Certo dia eu estava andando pelo comércio da cidade e vi um alvoroço na frente de um edifício empresarial. Um certo funcionário desta empresa, cuja função era permanecer no elevador levando as pessoas para cima e para baixo, e cansou de pagar contas e gastar todo seu salário com sua própria sobrevivência e resolveu se atirar do 11º andar, tendo o azar de antes de atingir o chão ainda cair sob o letreiro da empresa que ficava na entrada do prédio. A polícia bem tentava esconder a cena do qual todos em volta tinham a grotesca curiosidade de ver, mas quando os oficiais precisaram tirar fotos tiveram que levantar o pano que estava sob o corpo. Aquilo foi bem horrível, eu mesmo preferia não ter olhado, o sujeito virou uma panqueca e parecia que alguém colocou ele dentro de um microondas, pois ficou todo deformado e com os membros todos desordenados, com um pé do lado da cabeça, etc.

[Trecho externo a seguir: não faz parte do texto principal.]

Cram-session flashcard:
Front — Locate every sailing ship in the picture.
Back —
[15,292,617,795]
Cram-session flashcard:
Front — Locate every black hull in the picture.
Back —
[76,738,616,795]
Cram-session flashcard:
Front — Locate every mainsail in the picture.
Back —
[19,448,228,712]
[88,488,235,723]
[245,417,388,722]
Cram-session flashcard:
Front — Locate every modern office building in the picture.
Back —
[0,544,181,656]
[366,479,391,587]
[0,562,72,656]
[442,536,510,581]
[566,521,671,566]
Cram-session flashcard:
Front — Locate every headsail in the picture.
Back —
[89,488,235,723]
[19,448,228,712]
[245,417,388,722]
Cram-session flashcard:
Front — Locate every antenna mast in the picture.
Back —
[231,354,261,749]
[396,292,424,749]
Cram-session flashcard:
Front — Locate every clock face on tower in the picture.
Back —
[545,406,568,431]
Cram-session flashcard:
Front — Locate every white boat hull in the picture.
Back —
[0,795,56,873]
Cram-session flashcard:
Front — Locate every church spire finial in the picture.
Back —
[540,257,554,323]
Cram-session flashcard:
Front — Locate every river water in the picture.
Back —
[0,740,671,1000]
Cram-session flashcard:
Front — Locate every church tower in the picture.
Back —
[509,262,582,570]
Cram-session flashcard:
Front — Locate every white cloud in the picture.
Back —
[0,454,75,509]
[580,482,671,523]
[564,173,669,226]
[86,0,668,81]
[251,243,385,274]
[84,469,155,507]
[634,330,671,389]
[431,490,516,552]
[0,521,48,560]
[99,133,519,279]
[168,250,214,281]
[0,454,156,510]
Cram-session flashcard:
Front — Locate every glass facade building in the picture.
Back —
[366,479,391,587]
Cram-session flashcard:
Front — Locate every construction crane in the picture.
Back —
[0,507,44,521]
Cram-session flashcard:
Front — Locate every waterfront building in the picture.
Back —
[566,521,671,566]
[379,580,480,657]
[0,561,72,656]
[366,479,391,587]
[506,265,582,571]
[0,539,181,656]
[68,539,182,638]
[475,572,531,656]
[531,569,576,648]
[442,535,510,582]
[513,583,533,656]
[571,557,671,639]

Algum tempo depois eu estava indo a algum lugar e andava numa grande avenida da cidade, passei do lado do prédio do CityBank. Tive a falta de sorte de passar bem na hora que alguém estava fugindo do banco com uma arma na mão. Eu ouvi alguém gritando para parar e olhei para trás, pela porta do prédio saiu um sujeito correndo, carregando uma arma e atrás dele outro sujeito apontando uma arma. Eu era a pessoa mais próxima dos dois, o prédio ficava de esquina e eu estava na esquina. Meu coração pausou por um momento e eu gelei. Não consegui abaixar, correr, fazer porra nenhuma. O primeiro cara parou, temendo levar um tiro e o outro o rendeu. Decisão certa, rapaz! Até hoje não sei o que estava acontecendo lá, pois o cara estava bem-vestido demais para ser um assaltante de banco. E ninguém rouba um banco sozinho. Depois daquele fato eu me policiei para nunca mais paralisar em momentos de tensão. Afinal quando eu estiver casado e com filhos e extraterrestres descerem no meu quintal eu não vou poder me paralisar de nervoso.

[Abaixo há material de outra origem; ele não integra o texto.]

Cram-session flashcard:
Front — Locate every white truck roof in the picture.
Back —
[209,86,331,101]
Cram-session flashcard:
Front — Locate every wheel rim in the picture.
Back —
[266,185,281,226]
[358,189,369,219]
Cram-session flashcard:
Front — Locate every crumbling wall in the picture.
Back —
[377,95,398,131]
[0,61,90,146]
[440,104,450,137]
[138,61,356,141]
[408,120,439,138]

Alguns anos depois escolhi deixar aquela cidade, grato por tudo que aprendi lá, inclusive sobre os extraterrestres. Mas estando agora numa cidade muito menor, percebo as diferenças sociais presentes, que de certo modo sempre acabam me atingindo. Algumas pessoas me disseram que não sou muito comunicativo com desconhecidos. Disseram que sou objetivo demais, muito sério e não muito sociável. Não posso obrigar ninguém a entender, mas eu sempre vivi no centro de uma mega-cidade, não morei no subúrbio, morava num lugar onde não sabemos o nome do vizinho, nem a cara dele. Pessoas desconhecidas não trocam muitas palavras, pois você não sabe se ela vai ameaçar sua vida em 2 minutos.

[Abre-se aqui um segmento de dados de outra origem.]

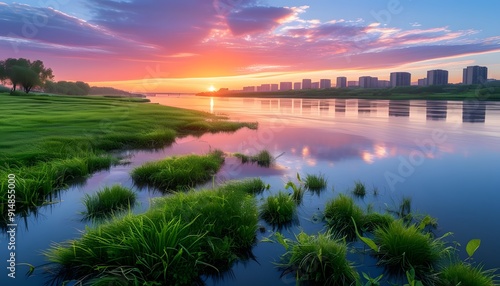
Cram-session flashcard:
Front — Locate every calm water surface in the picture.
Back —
[0,96,500,285]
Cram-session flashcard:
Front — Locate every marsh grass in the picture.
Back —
[373,220,450,283]
[45,184,258,285]
[260,192,297,226]
[0,94,257,217]
[436,262,499,286]
[233,150,274,168]
[324,194,365,241]
[276,232,359,285]
[132,150,224,192]
[304,174,328,194]
[83,185,137,219]
[352,181,366,198]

Eu não faço o perfil de quem gosta de morar no subúrbio, conversar com os vizinhos e ir à padaria de Havaianas. Odeio andar devagar na rua, fazer as coisas devagar e esperar. Eu gosto de morar em apartamento, em áreas urbanas, e não gosto de conversar muito com quem não conheço, principalmente com homem. Por tudo isso me considero um Anti-Social. São todas as características de alguém que vai morrer cedo.
Será que um dia vou casar? Deve existir alguma mulher que não quer viver no subúrbio.